Chi adunque vorrà esser bon discipulo, oltre al far le cose bene, sempre ha da metter ogni diligenzia per assimigliarsi al maestro, e se possibil fusse, transformarsi in lui. E quando già si sente aver fatto profitto, giova molto veder diversi omini di tal professione, e, governandosi con quel bon giudicio che sempre gli ha da esser guida, andar scegliendo or da un or da un altro varie cose. E come la pecchia ne’ verdi prati sempre tra l’erbe va carpendo i fiori, così il nostro Cortegiano averà da rubare questa grazia da que’ che a lui parerà che la tenghino, e da ciascun quella parte che più sarà laudevole; e non far come un amico nostro, che voi tutti conoscete, che si pensava esser molto simile al re Ferrando minore d’Aragona, né in altro avea posto cura d’imitarlo, che nel spesso alzar il capo, torzendo una parte della bocca, il qual costume il re avea contratto così da infirmità. E di questi, molti si trovano, che pensan far assai, pur che sian simili ad un grand’omo in qualche cosa; e spesso si appigliano a quella che in colui è sola viziosa  [...]
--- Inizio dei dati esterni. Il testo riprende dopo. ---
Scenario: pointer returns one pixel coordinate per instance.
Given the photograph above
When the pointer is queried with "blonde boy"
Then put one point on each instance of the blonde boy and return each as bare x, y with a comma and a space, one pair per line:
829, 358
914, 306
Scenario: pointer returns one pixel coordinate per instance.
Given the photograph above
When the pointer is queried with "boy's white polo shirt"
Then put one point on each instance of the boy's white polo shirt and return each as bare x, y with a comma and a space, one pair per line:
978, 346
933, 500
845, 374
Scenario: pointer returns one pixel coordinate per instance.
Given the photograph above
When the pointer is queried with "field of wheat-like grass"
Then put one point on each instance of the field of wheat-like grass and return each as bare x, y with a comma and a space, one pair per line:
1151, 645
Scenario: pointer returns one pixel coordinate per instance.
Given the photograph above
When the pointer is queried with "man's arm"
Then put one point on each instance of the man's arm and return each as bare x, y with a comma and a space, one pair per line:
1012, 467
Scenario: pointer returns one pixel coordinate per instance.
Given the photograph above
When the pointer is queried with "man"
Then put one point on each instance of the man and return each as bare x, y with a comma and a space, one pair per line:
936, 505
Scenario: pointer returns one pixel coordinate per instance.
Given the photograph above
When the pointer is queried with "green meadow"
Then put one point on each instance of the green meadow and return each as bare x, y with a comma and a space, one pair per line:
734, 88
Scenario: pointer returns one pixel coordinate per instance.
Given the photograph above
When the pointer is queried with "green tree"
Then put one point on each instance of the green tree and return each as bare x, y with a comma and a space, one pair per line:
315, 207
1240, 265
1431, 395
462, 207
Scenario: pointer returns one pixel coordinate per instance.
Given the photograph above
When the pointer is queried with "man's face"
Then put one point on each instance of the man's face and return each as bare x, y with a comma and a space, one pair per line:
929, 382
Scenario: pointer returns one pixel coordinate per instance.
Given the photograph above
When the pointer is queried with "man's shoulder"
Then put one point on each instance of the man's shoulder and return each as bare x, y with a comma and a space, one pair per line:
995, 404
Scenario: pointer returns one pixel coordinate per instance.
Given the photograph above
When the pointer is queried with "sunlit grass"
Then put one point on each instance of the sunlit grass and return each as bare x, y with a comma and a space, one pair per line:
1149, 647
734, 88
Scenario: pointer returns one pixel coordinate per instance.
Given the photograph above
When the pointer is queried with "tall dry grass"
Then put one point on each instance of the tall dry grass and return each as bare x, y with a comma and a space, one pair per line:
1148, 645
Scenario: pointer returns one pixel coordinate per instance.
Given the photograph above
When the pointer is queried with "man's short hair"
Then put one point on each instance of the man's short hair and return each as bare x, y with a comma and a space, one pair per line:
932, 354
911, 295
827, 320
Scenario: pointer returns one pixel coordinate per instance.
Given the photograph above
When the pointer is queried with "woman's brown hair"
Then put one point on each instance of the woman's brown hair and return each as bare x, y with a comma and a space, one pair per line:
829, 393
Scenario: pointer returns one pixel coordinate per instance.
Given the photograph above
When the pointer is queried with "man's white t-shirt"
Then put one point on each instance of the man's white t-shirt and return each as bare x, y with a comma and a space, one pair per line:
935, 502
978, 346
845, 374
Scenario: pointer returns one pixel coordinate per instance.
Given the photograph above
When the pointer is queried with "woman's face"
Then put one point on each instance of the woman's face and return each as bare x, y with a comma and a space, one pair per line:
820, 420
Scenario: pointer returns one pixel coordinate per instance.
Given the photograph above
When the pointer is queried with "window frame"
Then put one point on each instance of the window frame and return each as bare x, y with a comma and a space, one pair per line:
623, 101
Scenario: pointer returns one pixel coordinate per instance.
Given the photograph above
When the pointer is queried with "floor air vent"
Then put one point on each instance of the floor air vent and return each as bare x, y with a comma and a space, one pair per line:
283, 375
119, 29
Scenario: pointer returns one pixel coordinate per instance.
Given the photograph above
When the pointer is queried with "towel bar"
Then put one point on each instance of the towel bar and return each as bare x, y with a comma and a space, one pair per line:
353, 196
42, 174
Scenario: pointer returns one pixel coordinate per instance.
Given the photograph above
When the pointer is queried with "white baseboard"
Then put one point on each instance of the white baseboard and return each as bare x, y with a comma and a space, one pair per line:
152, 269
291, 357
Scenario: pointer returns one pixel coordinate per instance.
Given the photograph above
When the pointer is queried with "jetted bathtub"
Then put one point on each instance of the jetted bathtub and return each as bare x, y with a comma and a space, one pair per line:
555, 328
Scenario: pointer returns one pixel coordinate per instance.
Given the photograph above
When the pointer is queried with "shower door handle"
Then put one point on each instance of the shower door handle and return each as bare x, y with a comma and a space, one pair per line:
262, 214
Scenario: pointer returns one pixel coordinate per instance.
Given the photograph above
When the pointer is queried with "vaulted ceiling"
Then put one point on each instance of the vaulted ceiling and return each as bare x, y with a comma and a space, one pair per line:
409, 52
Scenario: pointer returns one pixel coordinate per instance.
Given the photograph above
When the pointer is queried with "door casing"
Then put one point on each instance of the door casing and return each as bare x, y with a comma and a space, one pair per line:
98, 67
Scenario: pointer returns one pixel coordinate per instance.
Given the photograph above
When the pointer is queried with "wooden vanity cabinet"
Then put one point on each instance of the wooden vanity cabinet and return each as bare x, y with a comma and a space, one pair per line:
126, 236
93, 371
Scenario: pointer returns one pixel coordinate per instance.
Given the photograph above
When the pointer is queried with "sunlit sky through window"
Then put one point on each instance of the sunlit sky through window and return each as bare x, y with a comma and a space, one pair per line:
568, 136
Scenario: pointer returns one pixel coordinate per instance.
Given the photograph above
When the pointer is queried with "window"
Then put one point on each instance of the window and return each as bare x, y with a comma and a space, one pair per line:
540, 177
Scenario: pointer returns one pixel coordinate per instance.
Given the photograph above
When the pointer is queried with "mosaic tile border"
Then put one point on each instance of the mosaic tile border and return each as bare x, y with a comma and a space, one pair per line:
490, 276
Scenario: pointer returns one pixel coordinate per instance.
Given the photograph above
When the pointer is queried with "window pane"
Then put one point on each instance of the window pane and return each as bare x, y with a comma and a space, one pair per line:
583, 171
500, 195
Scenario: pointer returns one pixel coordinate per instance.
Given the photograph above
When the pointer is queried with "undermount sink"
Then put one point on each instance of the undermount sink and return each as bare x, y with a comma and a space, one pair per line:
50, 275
 Rise quivi messer Cesare Gonzaga, e disse: “Io già non son pittore; pur certo so aver molto maggior piacere di vedere alcuna donna, che non arìa, se or tornasse vivo, quello eccellentissimo Apelle che voi poco fa avete nominato”. Rispose il Conte: “Questo piacer vostro non deriva interamente da quella bellezza, ma dalla affezion che voi forse a quella donna portate; e, se volete dir il vero, la prima volta che voi a quella donna miraste, non sen­tiste la millesima parte del piacere che poi fatto avete, benché le bellezze fussero quelle medesime: però potete comprender quanto più parte nel piacer vostro abbia l’affezion che la bellezza. “Non nego questo, – disse messer Cesare – ma secondo che ‘l piacer nasce dalla affezione, così l’affezion nasce dalla bellezza: però dir si po che la bellezza sia pur causa del piacere”. Rispose il Conte: “Molte altre cause ancor spesso infiammano gli animi nostri, ol­tre alla bellezza; come i costumi, il sapere, il parlare, i gesti, e mill’altre cose, le quali però a qualche modo forse esse ancor si potriano chiamar bellezze; ma sopra tutto il sentirsi essere amato: di modo che si po ancor senza quella bellezza di che voi ragionate amare ardentissimamente; ma quegli amori che solamente nascono dalla bellezza che superficialmente vedemo nei corpi, senza dubbio daranno molto maggior piacere a chi più la conoscerà, che a chi meno. Però, tornando al nostro proposito, penso che molto più godesse Apelle contemplando la bellezza di Campaspe, che non faceva Alessandro: perché facilmente si po creder che l’amor dell’uno e dell’altro derivasse solamente da quella bellezza; e che deliberasse forse ancor Alessandro per questo rispetto donarla a chi gli parve che più perfettamente conoscer la potesse. Non avete voi letto, che quelle cinque fanciulle da Crotone, le quali tra l’altre di quel populo elesse Zeusi pittore, per far di tutte cinque una sola figura eccellentissima di bellezza, furono celebrate da molti poeti, come quelle che per belle erano state approvate da colui, che perfettissimo giudicio di bellezza aver dovea?”